Kabel wäre dann die letzte Lösung, frage mich auch wirklich worans liegt. Wie gesagt bei meinem Bruder mit gleichen Bedingungen und dem gleichen Stick klappt es problemlos.


----------



## Bonkic (18. Juni 2018)

Komighals schrieb:


> Kabel wäre dann die letzte Lösung, frage mich auch wirklich worans liegt. Wie gesagt bei meinem Bruder mit gleichen Bedingungen und dem gleichen Stick klappt es problemlos.
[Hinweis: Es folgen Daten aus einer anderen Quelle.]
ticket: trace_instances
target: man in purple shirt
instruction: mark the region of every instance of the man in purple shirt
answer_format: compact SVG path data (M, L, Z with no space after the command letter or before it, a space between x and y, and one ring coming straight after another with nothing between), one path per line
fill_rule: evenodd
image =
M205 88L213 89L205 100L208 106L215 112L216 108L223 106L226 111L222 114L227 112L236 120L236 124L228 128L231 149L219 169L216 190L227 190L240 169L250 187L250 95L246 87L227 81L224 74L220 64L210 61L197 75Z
kann nur von mir reden: die räumlichen gegebenheiten sind vergleichbar. hatte auch einen (guten) wlan-stick von avm. trotz angeblich bestehender verbindung zum router mit 300 mbit, war an online-zocken nicht zu denken und der download-speed war lachhaft und schwankte stark. woran das letztendlich lag, weiß ich nicht. vielleicht ist usb der flaschenhals. keine ahnung. seit dem umstieg auf dlan  läufts wie geschmiert. einrichtung ist kinderleicht. und zudem kannst du ggf ein 2. wlan in deinem anderen raum aufziehen. teuer ist der spaß auch nicht.


----------



## McDrake (18. Juni 2018)

Würds auch mal mit Dlan versuchen. Aber auch hier kommts auf die Verkabelung an.
Ich persönlich habe Dlan vom Arbeitszimmer bis in den Wohnbereich.
Denn dazwischen sind etwa fünf Ecken, welche das Wlan extrem stören. Und da hab ich dann einen Wlan Sender/Empfänger dran.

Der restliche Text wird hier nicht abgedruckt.